Uma onda de apoio inundou as mídias sociais de pessoas, incluindo artistas, para o filme.

Autora Fátima Bhutto elogios twittados para o filme em um tópico e disse que Joyland é um “filme bonito, honesto e inteligente e deve envergonhar o estado de que pessoas de todo o mundo possam assisti-lo, exceto pessoas em casa”.

“A censura de Joyland é insana. O Paquistão está cheio de artistas, cineastas, [and] escritores e tem uma riqueza cultural e sobretudo uma bravura que o mundo admira. Um estado inteligente celebraria e promoveria isso, não silenciaria e ameaçaria.

Sob pressão, o governo do primeiro-ministro Shehbaz Sharif criou um comitê de oito membros na segunda-feira para “deliberar sobre as reclamações” contra o filme. A comissão foi convidada a apresentar o seu relatório até terça-feira.

O diretor do filme, Saim Sadiq, disse à Al Jazeera que ficou chocado com a decisão do governo.

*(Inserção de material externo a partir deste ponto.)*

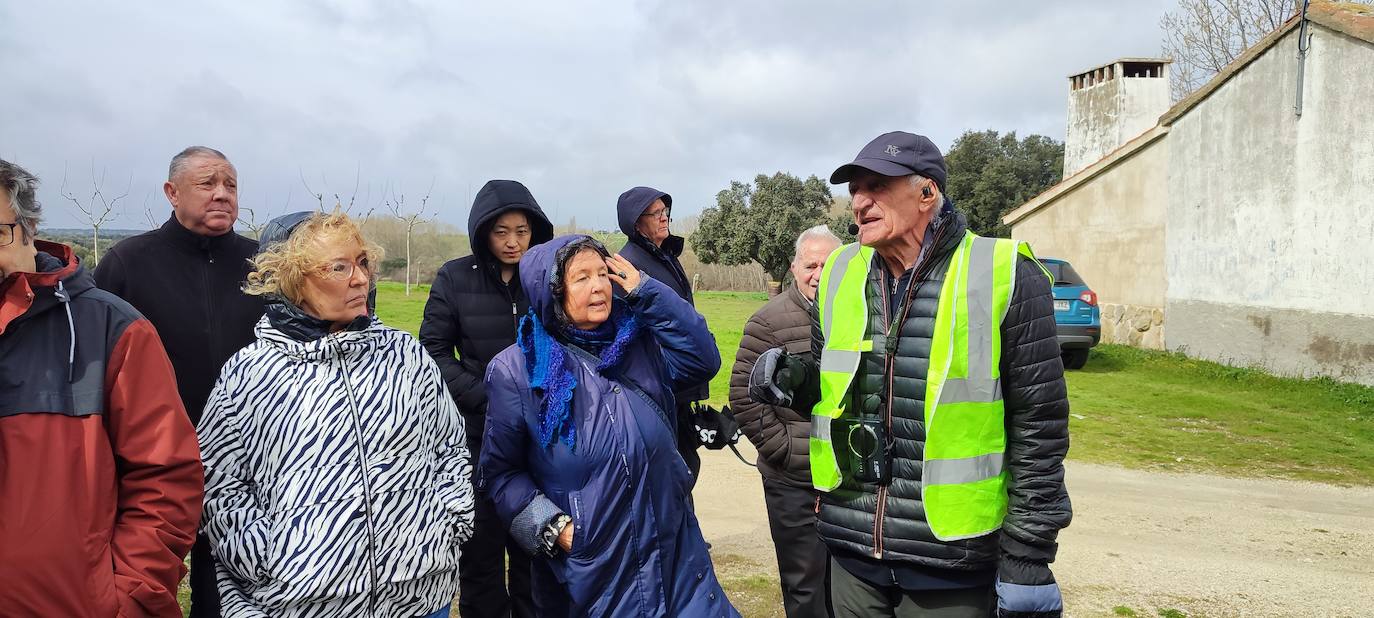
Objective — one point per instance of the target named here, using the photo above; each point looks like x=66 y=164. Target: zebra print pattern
x=337 y=478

“É uma situação muito confusa. Mais cedo o conselho concedeu um certificado e de repente [it] foi tomada”, disse ele à Al Jazeera.

“Estamos usando todos os meios democráticos, diplomáticos e legais à nossa disposição para tentar resolver essa questão e esperamos que o bom senso prevaleça”.

Honras globais

Joyland se passa na cidade de Lahore, na província oriental de Punjab, no Paquistão, e retrata a história de um jovem que se apaixona por uma mulher transgênero. Ele estreou no Festival de Cinema de Cannes no início deste ano, onde recebeu elogios, incluindo o Prêmio do Júri, bem como o Prêmio Queer Palm.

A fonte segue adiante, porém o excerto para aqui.